Immer unkomprimiert arbeiten! Jedenfalls mit AE arbeitet man ja nur mit Clips - da ist die Größe von ca 45MB/s nicht so wild. Du hast dann wenigstens keinen Qualitätsverlust.


----------



## MoMo (23. November 2002)

Mit welchem Codec hast du denn gecaptured und wieder exportiert?


----------



## goela (23. November 2002)

> ich nehm mit premiere immer im dv format auf, da ist die quali auch super, doch ich kann das format nicht in ae importieren.


Nehme an, dass es der Microsoft bzw. Premiere DV-Codec ist!


----------



## ponda (24. November 2002)

> Nehme an, dass es der Microsoft bzw. Premiere DV-Codec ist!



genau!


----------



## ponda (26. November 2002)

vielleicht stimmt ja auch was mit dem codec nicht?(kann ich mir zwar nicht vorstellen, aber naja).
wo bekommt man den codec denn her? hab schon auf der microsoft hp gesucht, aber da steig ich nicht wirklich durch


----------



## ponda (10. Dezember 2002)

habs jetzt hinbekommen. lag irgendwie an xp...
hab ALLES nochmal komplett neu draufgehauen und jetzt läuft alles  perfekt!


----------



## goela (10. Dezember 2002)

Schön zu hören, dass es jetzt funktioniert!
Mich würde interessieren, was Du neu "draufgehauen" hast!
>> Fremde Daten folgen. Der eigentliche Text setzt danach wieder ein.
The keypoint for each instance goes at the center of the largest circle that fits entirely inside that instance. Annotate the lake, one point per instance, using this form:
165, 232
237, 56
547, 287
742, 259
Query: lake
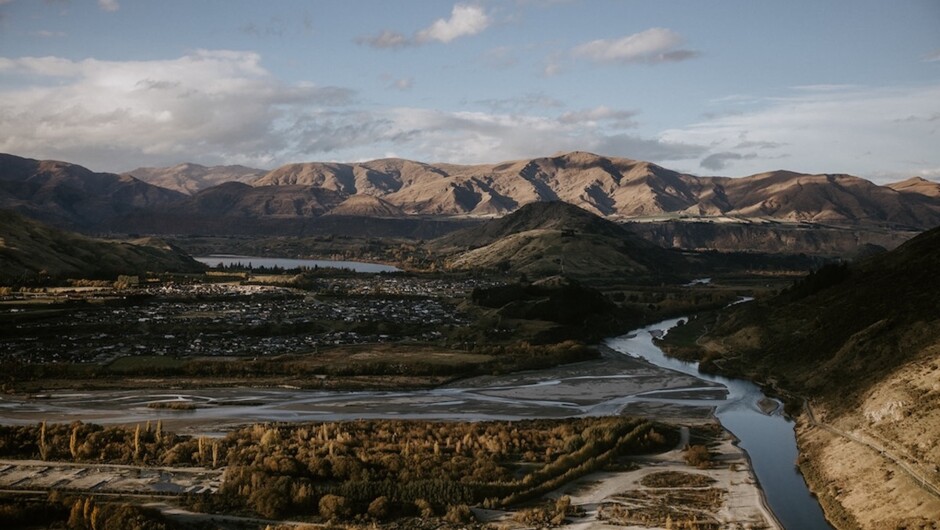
769, 439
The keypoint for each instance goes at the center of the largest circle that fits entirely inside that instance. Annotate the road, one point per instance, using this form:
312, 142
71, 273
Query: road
919, 479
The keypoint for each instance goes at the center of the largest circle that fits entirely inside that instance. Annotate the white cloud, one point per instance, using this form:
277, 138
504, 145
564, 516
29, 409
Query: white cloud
208, 105
46, 34
471, 137
719, 161
465, 20
387, 40
869, 132
619, 118
404, 84
215, 107
109, 5
655, 45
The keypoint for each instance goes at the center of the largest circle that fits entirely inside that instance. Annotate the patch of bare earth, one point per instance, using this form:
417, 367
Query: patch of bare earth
877, 467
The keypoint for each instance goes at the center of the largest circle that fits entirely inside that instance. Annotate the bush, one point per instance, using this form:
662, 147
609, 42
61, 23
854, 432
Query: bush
334, 506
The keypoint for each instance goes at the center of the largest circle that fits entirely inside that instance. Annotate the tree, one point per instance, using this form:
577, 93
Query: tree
333, 506
378, 508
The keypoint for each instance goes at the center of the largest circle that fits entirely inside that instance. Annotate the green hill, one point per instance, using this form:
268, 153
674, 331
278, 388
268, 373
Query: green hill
27, 248
549, 238
862, 343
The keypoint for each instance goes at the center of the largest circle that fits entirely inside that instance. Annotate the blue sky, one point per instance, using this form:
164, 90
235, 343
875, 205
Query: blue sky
723, 87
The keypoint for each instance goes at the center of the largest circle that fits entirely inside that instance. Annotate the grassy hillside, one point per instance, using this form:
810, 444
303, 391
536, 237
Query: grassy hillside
862, 343
545, 239
841, 329
27, 248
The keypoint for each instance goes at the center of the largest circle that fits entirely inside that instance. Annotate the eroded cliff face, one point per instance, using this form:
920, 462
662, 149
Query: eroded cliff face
876, 466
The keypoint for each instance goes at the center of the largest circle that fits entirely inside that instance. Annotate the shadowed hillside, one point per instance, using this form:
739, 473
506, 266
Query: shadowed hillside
29, 249
862, 342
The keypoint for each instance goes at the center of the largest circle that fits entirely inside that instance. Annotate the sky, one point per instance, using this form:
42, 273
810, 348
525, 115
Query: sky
723, 87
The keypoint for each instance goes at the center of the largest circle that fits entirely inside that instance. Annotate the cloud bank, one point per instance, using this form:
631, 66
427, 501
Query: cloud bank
219, 106
655, 45
465, 20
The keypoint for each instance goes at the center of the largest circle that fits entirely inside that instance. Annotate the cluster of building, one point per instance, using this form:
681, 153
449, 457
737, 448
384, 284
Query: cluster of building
236, 320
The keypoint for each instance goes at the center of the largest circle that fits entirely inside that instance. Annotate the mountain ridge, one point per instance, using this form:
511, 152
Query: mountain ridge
616, 188
30, 249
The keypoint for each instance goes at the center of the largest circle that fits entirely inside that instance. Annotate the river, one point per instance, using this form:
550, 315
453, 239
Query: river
634, 377
769, 439
214, 260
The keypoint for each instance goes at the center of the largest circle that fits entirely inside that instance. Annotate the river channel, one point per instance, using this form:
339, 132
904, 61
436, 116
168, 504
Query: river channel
633, 377
768, 438
228, 260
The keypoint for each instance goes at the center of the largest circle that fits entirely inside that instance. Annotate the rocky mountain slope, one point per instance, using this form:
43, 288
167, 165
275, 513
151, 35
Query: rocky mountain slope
616, 188
29, 249
297, 198
191, 178
862, 342
71, 196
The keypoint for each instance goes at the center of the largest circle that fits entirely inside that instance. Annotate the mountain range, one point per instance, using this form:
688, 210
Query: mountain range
550, 238
30, 249
305, 194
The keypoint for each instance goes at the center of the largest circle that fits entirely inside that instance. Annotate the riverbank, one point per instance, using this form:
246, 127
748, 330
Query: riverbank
615, 384
726, 494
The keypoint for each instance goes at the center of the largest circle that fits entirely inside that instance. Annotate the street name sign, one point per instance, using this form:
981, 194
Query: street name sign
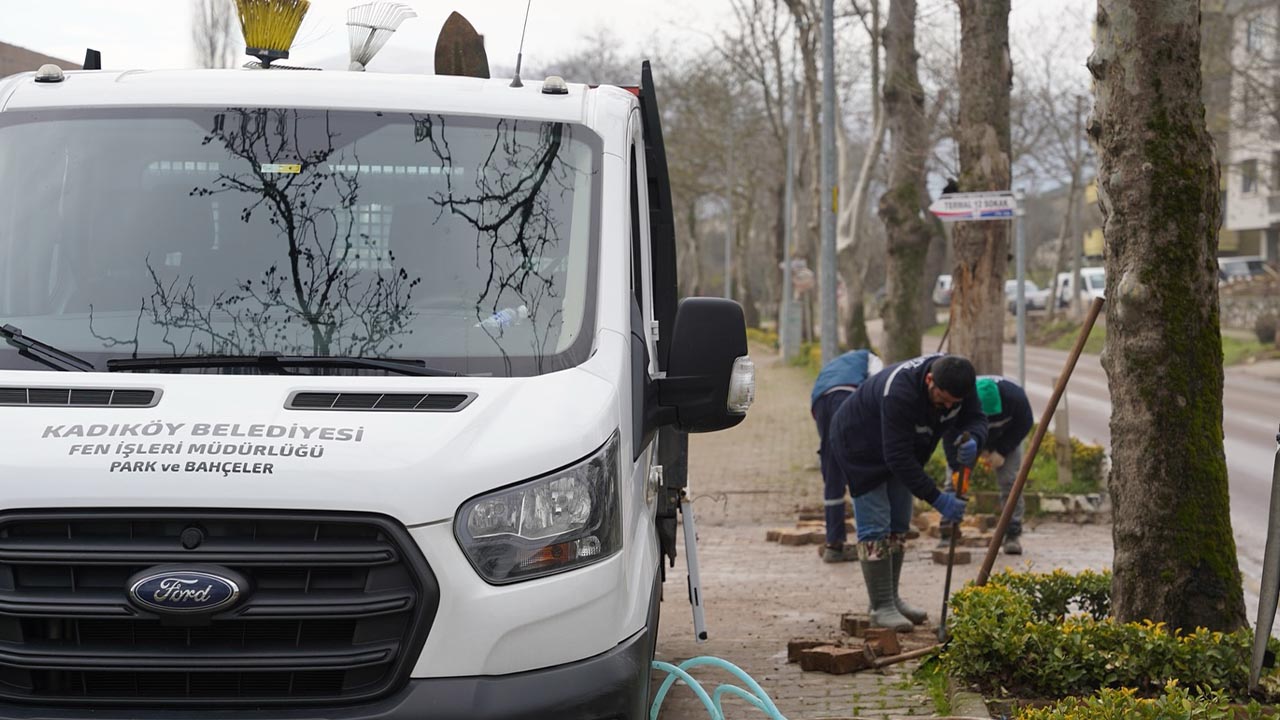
956, 206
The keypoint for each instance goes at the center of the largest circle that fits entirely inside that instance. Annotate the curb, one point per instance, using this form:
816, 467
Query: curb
967, 703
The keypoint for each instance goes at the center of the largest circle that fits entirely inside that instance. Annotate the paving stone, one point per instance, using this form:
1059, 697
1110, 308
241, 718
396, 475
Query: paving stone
942, 555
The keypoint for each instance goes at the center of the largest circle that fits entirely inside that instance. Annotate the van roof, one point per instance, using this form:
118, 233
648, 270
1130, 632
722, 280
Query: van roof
301, 89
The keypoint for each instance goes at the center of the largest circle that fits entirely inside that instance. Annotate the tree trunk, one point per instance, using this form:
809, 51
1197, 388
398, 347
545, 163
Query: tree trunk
854, 214
982, 249
1159, 194
935, 263
903, 205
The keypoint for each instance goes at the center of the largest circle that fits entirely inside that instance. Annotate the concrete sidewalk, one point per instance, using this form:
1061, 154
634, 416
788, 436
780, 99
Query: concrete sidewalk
759, 595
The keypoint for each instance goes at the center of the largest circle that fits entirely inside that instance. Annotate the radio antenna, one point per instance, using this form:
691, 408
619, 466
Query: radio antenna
520, 54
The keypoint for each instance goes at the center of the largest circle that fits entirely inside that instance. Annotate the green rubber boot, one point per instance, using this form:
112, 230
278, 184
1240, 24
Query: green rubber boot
878, 575
896, 554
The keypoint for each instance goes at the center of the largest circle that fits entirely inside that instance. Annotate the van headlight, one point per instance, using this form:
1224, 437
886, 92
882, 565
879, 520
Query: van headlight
560, 522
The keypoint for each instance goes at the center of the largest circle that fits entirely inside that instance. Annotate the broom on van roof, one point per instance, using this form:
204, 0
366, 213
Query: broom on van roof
270, 26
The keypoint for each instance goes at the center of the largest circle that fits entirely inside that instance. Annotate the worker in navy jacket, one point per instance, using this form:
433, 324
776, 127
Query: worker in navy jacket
881, 438
1009, 422
835, 384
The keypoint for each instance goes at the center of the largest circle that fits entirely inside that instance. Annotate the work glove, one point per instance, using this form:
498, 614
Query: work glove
967, 454
996, 460
950, 506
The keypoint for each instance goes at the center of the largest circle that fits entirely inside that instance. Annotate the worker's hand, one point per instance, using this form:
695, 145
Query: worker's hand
950, 506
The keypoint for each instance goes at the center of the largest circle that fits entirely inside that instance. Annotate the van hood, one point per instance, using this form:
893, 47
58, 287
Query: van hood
231, 442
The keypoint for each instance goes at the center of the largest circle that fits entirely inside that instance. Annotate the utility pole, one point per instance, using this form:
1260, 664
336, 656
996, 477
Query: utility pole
827, 283
789, 322
1078, 240
1020, 265
728, 224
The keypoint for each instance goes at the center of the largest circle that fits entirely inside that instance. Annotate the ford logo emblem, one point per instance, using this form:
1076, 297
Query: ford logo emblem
183, 591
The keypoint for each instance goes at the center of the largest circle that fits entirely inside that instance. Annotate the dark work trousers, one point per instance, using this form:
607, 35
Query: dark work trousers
832, 479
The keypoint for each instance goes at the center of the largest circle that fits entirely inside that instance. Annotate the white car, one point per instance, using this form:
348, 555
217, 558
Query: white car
1092, 285
1034, 297
341, 395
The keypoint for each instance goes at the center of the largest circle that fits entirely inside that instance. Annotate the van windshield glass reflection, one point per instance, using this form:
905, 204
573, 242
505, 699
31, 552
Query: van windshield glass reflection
465, 242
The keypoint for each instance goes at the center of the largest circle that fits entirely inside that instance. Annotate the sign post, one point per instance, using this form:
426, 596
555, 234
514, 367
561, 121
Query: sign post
1000, 205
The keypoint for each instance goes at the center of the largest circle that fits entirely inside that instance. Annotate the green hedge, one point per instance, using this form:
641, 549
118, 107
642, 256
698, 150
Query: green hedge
1175, 703
1047, 636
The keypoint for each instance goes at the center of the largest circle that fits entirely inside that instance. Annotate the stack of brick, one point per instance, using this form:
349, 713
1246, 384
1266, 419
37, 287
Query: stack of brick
859, 648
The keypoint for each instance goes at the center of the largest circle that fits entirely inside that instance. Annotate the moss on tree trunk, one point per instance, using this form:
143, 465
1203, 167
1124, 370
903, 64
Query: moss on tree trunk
1159, 192
904, 204
982, 249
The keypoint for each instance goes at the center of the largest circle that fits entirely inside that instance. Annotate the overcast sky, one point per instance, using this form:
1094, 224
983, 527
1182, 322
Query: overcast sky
156, 33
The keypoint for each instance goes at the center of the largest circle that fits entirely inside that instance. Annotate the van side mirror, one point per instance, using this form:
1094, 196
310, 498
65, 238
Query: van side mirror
709, 381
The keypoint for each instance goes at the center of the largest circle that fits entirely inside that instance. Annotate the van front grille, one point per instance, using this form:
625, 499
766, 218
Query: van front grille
337, 609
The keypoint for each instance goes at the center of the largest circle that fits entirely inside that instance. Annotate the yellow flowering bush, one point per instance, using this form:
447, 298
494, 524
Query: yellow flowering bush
1047, 636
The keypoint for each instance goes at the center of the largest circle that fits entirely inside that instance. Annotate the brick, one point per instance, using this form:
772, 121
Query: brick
794, 537
882, 641
817, 657
940, 556
854, 624
1031, 501
800, 645
845, 660
835, 660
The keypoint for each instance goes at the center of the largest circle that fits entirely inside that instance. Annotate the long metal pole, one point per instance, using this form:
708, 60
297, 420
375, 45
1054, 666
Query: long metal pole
1078, 241
785, 320
828, 181
728, 227
1020, 260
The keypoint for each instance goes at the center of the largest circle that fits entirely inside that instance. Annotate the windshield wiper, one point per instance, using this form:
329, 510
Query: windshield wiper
45, 352
268, 361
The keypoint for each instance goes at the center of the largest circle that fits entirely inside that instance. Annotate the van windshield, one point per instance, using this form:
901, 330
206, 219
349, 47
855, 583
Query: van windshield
465, 242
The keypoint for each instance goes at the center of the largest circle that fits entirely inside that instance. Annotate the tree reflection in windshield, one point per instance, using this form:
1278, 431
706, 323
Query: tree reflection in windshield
287, 172
513, 210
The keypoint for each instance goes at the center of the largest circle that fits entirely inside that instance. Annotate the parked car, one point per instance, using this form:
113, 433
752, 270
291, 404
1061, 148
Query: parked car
1242, 268
1093, 283
942, 291
1034, 296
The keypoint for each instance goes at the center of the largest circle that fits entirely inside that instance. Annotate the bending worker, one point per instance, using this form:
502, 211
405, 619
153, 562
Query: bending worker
880, 440
835, 384
1009, 422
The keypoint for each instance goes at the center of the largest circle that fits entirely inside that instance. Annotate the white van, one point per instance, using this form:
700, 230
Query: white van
1092, 285
341, 395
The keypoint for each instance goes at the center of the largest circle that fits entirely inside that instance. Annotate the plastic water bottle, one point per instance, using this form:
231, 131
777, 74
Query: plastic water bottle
504, 318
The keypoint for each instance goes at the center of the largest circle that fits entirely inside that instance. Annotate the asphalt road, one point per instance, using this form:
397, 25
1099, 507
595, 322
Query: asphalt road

Alles (WinXP etc.) oder nur Premiere und AE?


----------



## ponda (11. Dezember 2002)

ALLES...
Win XP etc.


----------



## BubiBohnensack (11. Dezember 2002)

Danach geht's meistens


----------



## goela (11. Dezember 2002)

> ALLES...


Tja, viel Arbeit, aber wenn es geholfen hat!


----------



## MoMo (13. Dezember 2002)

> _Original geschrieben von BubiBohnensack _
> *Danach geht's meistens  *


 Spricht da jemand aus Erfahrung?


----------



## ponda (13. Dezember 2002)

> Tja, viel Arbeit,...


das ist der grund, warum ich solange damit gewartet habe.


----------



## BubiBohnensack (13. Dezember 2002)

> Spricht da jemand aus Erfahrung?



Jop, wenn ich den Server eingerichtet habe und hier alle neuen Posts durchgeschaut habe, werde ich mich wohl oder übel auch mal wieder ranmachen müssen...


----------



## ponda (13. Dezember 2002)

mein herzliches beileid!:error:


----------